Suécia investe milhões para priorizar livros físicos e reduzir o uso de telas nas escolas
O governo da Suécia investiu 685 milhões de coroas em 2023 para substituir iPads e computadores por livros didáticos físicos nas escolas. A medida, motivada pela queda nas competências de leitura apontadas pelo relatório PIRLS, prioriza a escrita manuscrita e a leitura em papel
O governo da Suécia promoveu uma mudança drástica em sua política educacional ao investir milhões de coroas suecas para reduzir a dependência de iPads e computadores nas escolas, priorizando o retorno dos livros didáticos físicos. A medida visa resgatar a leitura em papel e a escrita manuscrita, consideradas fundamentais para o desenvolvimento cognitivo e a retenção de informações dos estudantes.
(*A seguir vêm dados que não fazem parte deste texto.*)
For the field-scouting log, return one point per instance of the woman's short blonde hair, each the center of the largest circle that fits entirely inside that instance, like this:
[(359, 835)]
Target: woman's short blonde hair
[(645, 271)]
A decisão foi motivada por dados do relatório PIRLS (Progresso no Estudo Internacional de Alfabetização em Leitura), que apontou um declínio nas competências de leitura entre os jovens suecos. Embora o país mantenha resultados superiores à média europeia, a queda acendeu alertas sobre a substituição do material impresso por telas. A Ministra das Escolas, Lotta Edholm, tem sido uma das principais críticas à exposição excessiva de crianças a dispositivos digitais.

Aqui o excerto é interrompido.